There is the council of chiefs, which along with the oba, is dispensing justice equitably, except Chief Kolawole who is being recruited by a returnee from the city, Abeo, who is working for the colonialists to destroy Oba Adepitan and bring about regime change. Abeo also has Gorimapa and his wife; there’s Janta, Agoro, Iya-loja and others under her belt in Abeo’s onslaught on Oba Adepitan.
The village gossip, Orofo, and her palace investigator-lover and later husband, Alayewo, Nimbe the palm wine tapper and cup bearer to Oba Adepitan; Arulogun, the war general, and the bevy of beauties preoccupied with which men will be their husbands; the young men are not left out in scheming for the hearts of the maidens. There steaming relationship tangles are well captured, the heartbreaks, the marriages and the yam festival that brings lots of happiness and conviviality to the society.
‘Blood & Arrows of Wits’ is a work of fiction that oscillates among drama, prose, and poetry. Aiyeko Ooto has managed to cram a whole lot into a single narrative with the three sub-genres jostling for space in equal measure. Although he calls it a dramatic piece, it is quite hard to so categorise the book, as elements of prose and poetry pepper its narrative so much so that they actually compete and collide with the dramatic element of the book. For one, it will be hard to fit the vastness of the narrative canvas to a stage as it will take hours on end to perform it. Also, the authorial narrative interventions take it beyond the realm of drama.

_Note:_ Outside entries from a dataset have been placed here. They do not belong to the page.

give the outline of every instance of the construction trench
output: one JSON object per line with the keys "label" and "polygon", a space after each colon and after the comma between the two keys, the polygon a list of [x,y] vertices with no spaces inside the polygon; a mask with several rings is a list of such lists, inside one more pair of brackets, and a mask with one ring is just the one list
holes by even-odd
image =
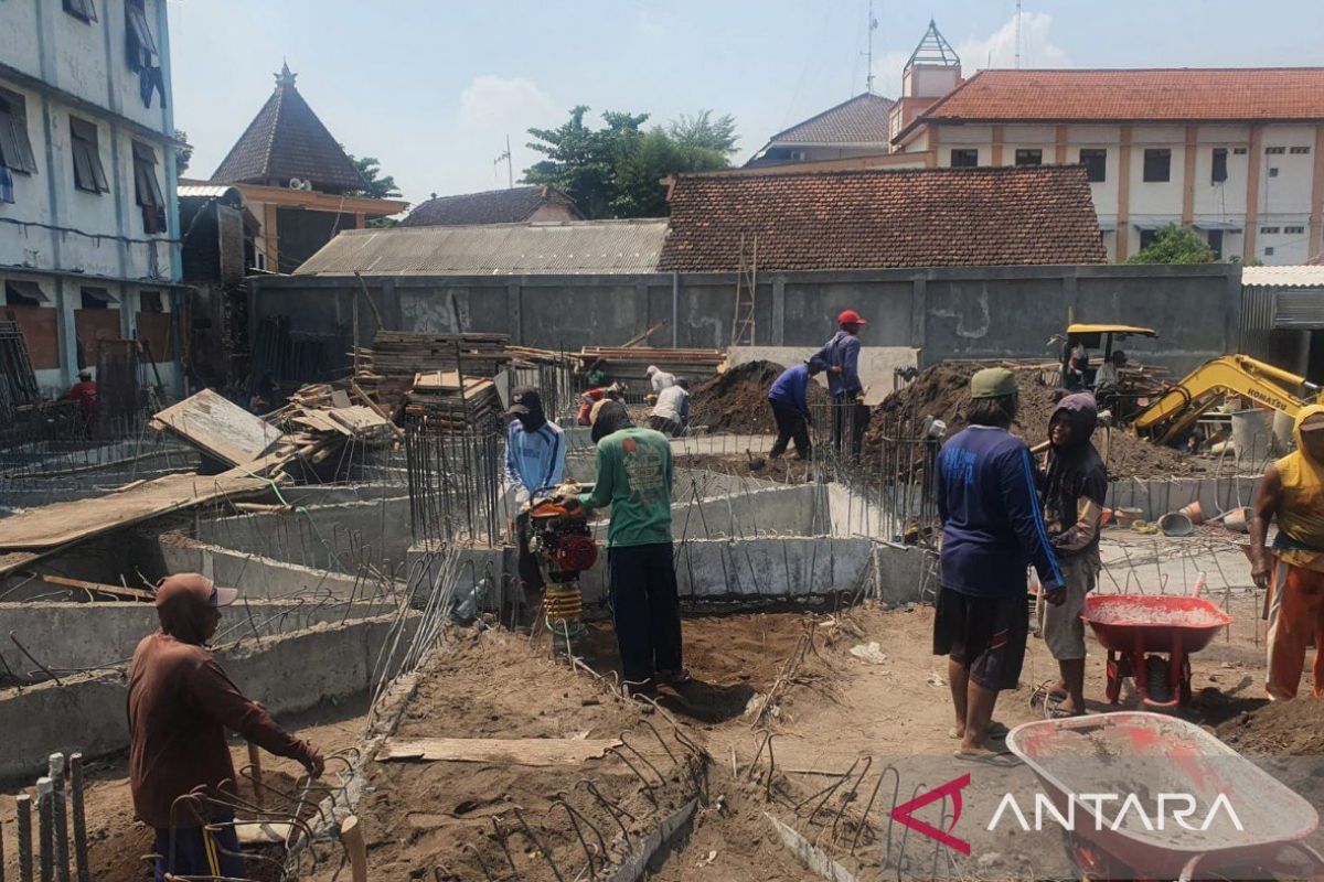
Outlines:
{"label": "construction trench", "polygon": [[[935,826],[960,820],[969,854],[894,819],[898,805],[969,771],[951,756],[945,661],[929,645],[936,510],[922,475],[936,442],[919,415],[884,403],[858,460],[818,438],[812,461],[769,463],[772,438],[757,419],[673,442],[694,681],[655,701],[622,693],[605,554],[581,578],[585,633],[572,656],[553,652],[545,621],[523,606],[498,432],[405,432],[340,454],[320,483],[212,468],[193,491],[205,501],[54,546],[5,545],[3,878],[25,879],[21,824],[37,842],[32,878],[42,878],[44,805],[57,830],[66,816],[56,865],[68,856],[75,866],[85,852],[85,878],[150,877],[152,836],[134,820],[127,785],[124,672],[155,628],[147,591],[177,571],[240,588],[213,640],[218,659],[331,758],[310,782],[291,760],[232,743],[245,878],[350,879],[336,832],[351,815],[369,878],[381,881],[1079,878],[1058,832],[985,829],[992,793],[1033,787],[1023,767],[977,770],[964,819],[951,797],[916,811]],[[1043,428],[1021,431],[1037,440]],[[567,439],[567,475],[592,481],[585,432]],[[1262,463],[1173,465],[1162,451],[1137,468],[1132,440],[1110,444],[1121,448],[1113,509],[1155,521],[1196,501],[1210,513],[1254,497]],[[78,517],[61,504],[124,485],[132,495],[142,480],[208,471],[211,458],[154,431],[105,447],[7,461],[0,504],[58,522]],[[605,521],[592,529],[605,537]],[[1324,739],[1309,738],[1324,731],[1324,713],[1317,702],[1263,710],[1263,594],[1245,541],[1213,524],[1181,538],[1108,529],[1098,591],[1186,594],[1204,574],[1206,596],[1234,620],[1193,657],[1193,700],[1169,713],[1247,752],[1305,762],[1324,752]],[[1055,670],[1031,637],[998,719],[1043,718],[1039,686]],[[1108,709],[1094,641],[1086,693],[1091,710]],[[1123,706],[1137,705],[1127,686]],[[75,754],[81,820],[73,780],[54,801],[33,785],[52,771],[71,775]],[[1313,774],[1279,771],[1298,783]],[[1324,836],[1307,841],[1319,848]]]}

Then there’s the moving poetry almost at every turn either of love at its bloom between lovers like that between the heir-apparent Dumadan and his sweetheart, Ajini, and when that also crashes to the ground because Dumadan’s mother and queen forbids the relationship, preferring a noble match for her son instead, Ajini’s poetry turn full circle to bitterness. Ajini’s poetry while celebrating her love for Damudan or when she is forlorn and heartbroken are all poignant. Here, Aiyeko Ooto’s poetry is indeed a beauty to read.
So perhaps, the author should have chosen the prose format to tell this compelling story and infuse it with poetry. But lumping all three genres into one space somewhat weakens the narrative impulse. For a drama piece, the plot needs to be a lot tighter than it is, so the duration can fit into two hours of stage performance. As it is, that cannot happen; not even four hours will be sufficient to put it on stage.
What is more, with over 275 pages, the ‘play’ is nowhere near coming to an end, as readers are to wait till the next volume (‘Shaft of Arrows Pierce Wits’) comes out before the plot against Oba Adepitan is carried out, his heir returns from overseas medical trop and his response to the forces ranged round his throne on a mission to deny his bloodline continuity of kingship.
However in eventual production of this novel ‘play’, the direction that will give viewers justice to this deep and versatile work of infused drama is to engage in its production as a long running family TV series in the order of ‘Village Headmaster’ which ran for many years on network television in Nigeria, such that the beauty of the ‘novel’ can shine forth.